À l’image de 2024, cette nouvelle année ne commence pas sous les meilleurs auspices pour l’écosystème des startups français. Il doit en effet relever de nombreux défis dans un contexte économique toujours incertain.
Incertitude budgétaire
Car l’année dernière a été marquée par une importante crise dans le secteur du financement, rendant l’accès aux fonds d’autant plus complexe pour les jeunes pousses. Et c’est une tendance qui s’accentue depuis 2023 : les fonds de capital-risque ont besoin de liquidités alors qu’ils n’ont jamais eu autant d’actifs sous gestion, après une période extrêmement fructueuse marquée par des taux beaucoup plus bas.

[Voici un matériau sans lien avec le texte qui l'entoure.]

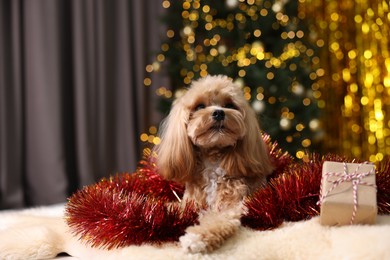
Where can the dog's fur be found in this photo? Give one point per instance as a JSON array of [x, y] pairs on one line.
[[211, 142]]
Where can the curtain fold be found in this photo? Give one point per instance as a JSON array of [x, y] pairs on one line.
[[72, 100]]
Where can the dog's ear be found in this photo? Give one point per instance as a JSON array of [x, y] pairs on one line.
[[250, 157], [175, 155]]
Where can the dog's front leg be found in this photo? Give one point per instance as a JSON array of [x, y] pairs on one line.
[[214, 228]]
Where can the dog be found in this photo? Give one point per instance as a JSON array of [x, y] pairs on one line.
[[211, 143]]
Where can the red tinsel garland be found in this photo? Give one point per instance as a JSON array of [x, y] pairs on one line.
[[131, 209]]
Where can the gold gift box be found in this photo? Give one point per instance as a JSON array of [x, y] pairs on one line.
[[337, 194]]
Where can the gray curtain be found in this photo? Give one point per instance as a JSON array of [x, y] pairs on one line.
[[72, 100]]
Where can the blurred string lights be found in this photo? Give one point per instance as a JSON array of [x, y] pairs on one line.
[[350, 79], [271, 77], [356, 83]]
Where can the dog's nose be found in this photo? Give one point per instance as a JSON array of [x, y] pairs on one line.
[[218, 115]]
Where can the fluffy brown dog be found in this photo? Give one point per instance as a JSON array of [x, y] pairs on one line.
[[211, 142]]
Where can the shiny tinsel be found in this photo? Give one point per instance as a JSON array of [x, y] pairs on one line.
[[131, 209]]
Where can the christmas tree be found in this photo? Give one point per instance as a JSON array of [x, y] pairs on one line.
[[263, 45]]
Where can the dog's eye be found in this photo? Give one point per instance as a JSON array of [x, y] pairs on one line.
[[199, 107], [231, 106]]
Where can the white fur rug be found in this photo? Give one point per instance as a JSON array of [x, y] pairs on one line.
[[41, 233]]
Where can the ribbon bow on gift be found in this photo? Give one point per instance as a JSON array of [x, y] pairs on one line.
[[356, 178]]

À cela vient s’ajouter l’instabilité budgétaire, la motion de censure du mois de décembre ayant annulé la loi des finances 2025. Le nouveau gouvernement doit encore clarifier sa position sur plusieurs mesures de soutien aux startups, notamment des questions autour du crédit d’impôt innovation (CII) et du statut Jeune Entreprise Innovante (JEI), deux solutions plébiscitées par l’écosystème. Cette incertitude complique logiquement la planification budgétaire des entreprises.
Heureusement, elles peuvent compter sur le soutien de Clara Chappaz. L’ancienne directrice de la Mission French Tech, nommée secrétaire d’État à l’IA et au Numérique par Michel Barnier, a été maintenue au gouvernement par François Bayrou. Sa désignation en tant que Ministre déléguée au numérique est perçue comme un signe positif par la French Tech.

De nouvelles contraintes réglementaires
Les startups doivent aussi se préparer à l’arrivée de nouvelles législations européennes, qui vont imposer des contraintes supplémentaires sur leur activité. À commencer par l’AI Act, la législation visant à encadrer le déploiement et l’utilisation de l’intelligence artificielle (IA). Si son entrée en application complète ne se fera pas avant 2026, plusieurs mesures seront mises en place dès cette année.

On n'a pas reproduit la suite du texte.